Glencore boss splashes out on shares but governance questions remain

Here comes Tony Hayward to show the doubters they have got it wrong about Glencore.

The chairman has put his hand in his pocket to buy some shares. He’s splashed out the mighty sum of, well, nearly £91,000.

It would be a chunky sum for most of us, admittedly, but Hayward earns a shade over $1m a year, or £700,000, at Glencore and is a wealthy man from his long stint at BP. It’s not exactly a bold act of faith.

For his next adventure, Hayward could try something different. Try explaining in detail how non-executives “challenge” the executives at Glencore, a process he championed in last year’s annual report.

Did Hayward express any doubts to chief executive Ivan Glasenberg about the wisdom of last autumn’s $1bn share buy-back? That cash would come in handy now. Instead Glencore squandered it by buying its own shares at about 300p a pop, versus Wednesday’s 91p.

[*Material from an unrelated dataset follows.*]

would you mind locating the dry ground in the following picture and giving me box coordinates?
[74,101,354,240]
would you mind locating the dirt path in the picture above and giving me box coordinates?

And, given the group’s debts of $30bn, why was a same-again interim dividend sanctioned in August? It looked reckless, as the shareholders themselves pointed out. A fortnight later, even before the cheques had been dispatched, Glencore, in effect, had to ask for the money back via a £1.6bn placing. Buy a few shares, by all means, but answers on governance at Glencore would be more valuable.

Trouble brewing for AB InBev/SAB combo?

Altria and the Colombian Santo Domingo family, the two big shareholders in SABMiller, will smile upon a bid from Anheuser-Busch InBev at the right price, so we are led to believe. It’s probably true, and the deed could be done any day. But maybe – just maybe – the Santo Domingos will spring a surprise.

They did in 2005 when they sold their 65-year-old brewing business to SAB for $7.8bn, thereby acquiring their 14% stake. The red-hot favourite had been Heineken, which was thought to have offered $1bn more for Bavaria. Chairman Julio Mario Santo Domingo, who died six years later, explained his thinking at an entertaining press conference. “We married for beauty, not for money,” he declared.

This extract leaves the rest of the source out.